Jumat, 01 November 2013

Masa Pemboikotan


tersisolasi
Singkat waktu dalam empat pekan , ada empat kejadian besar yang menggetarkan mata otang-orang musyrik, yaitu Hamzah masuk Islam, disusul ‘Umar, Rasulullah –shallallaahu ‘alaihi wa sallam- menolak suatu tawaran mereka, dan kesepakatan bersama dalam perlindungan Rasulullah –shallallaahu ‘alaihi wa sallam- yang dijalin antara Bani Muththalib dan Bani Hasyim, baik yang muslim maupun yang kafir.

Akibatnya orang-orang musyrik kalang kabut dan ditempa kebingungan ekstrim.

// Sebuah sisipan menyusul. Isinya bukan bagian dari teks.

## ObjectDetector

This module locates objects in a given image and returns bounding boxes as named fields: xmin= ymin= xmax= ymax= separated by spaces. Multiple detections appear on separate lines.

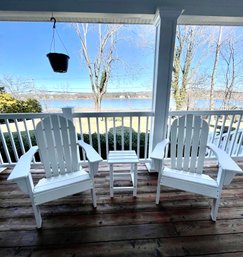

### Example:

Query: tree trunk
xmin=94 ymin=94 xmax=102 ymax=111
xmin=209 ymin=26 xmax=222 ymax=110
xmin=74 ymin=24 xmax=120 ymax=112
xmin=221 ymin=41 xmax=236 ymax=110
xmin=172 ymin=27 xmax=196 ymax=110
xmin=172 ymin=48 xmax=181 ymax=110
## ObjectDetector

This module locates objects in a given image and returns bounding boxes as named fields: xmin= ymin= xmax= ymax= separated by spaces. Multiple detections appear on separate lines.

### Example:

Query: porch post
xmin=149 ymin=8 xmax=182 ymax=171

Benar, jika mereka membunuh Rasulullah –shallallaahu ‘alaihi wa sallam- maka mereka sadar akan terjadi pertumpahan darah di Bumi Makkah. Sehingga makar pun berlanjut dengan cara yang lain.

***
Mereka berkumpul berunding untuk  menyusun suatu kesepakatan guna mendepak  kedua bani yang melindungi Rasulullah –shallallaahu ‘alaihi wa sallam-.
Akhirnya terjadi sebuah kesepakatan dalam bentuk suatu Undang-Undang yang berisi : Larangan menikah, jual beli, bergaul, mengasihi, memasuki rumah, berbicara dengan mereka, kecuali mereka menyerahkan Rasulullah –shallallaahu ‘alaihi wa sallam- secara suka rela untuk dibunuh.Kemudian ditulislah oleh Baghidh bin Amir bin Hayim dan disepakati pula Undang-Undang tersebut digantungkan ditembok Ka’bah bagian dalam.

***
Cadangan makanan mulai habis. Pemboikotan ini benar-benar ketat. Orang-orang musyrik tidak membiarkan samasekali makanan masuk ke tempat pengasingan Syi’ib Abu Thalib. Dikisahkan mereka (baca: bani Muththalib dan Bani Hasyim) sangat kesusahan dalam makan, sehingga dedaunan, rumput-rumput, bahkan kulit binatang yang sudah disamak mereka olah kembali dan dimasak layaknya kulit binatang segar. Tak heran hingga kotoran yang keluar menyerupai kotoran binatang.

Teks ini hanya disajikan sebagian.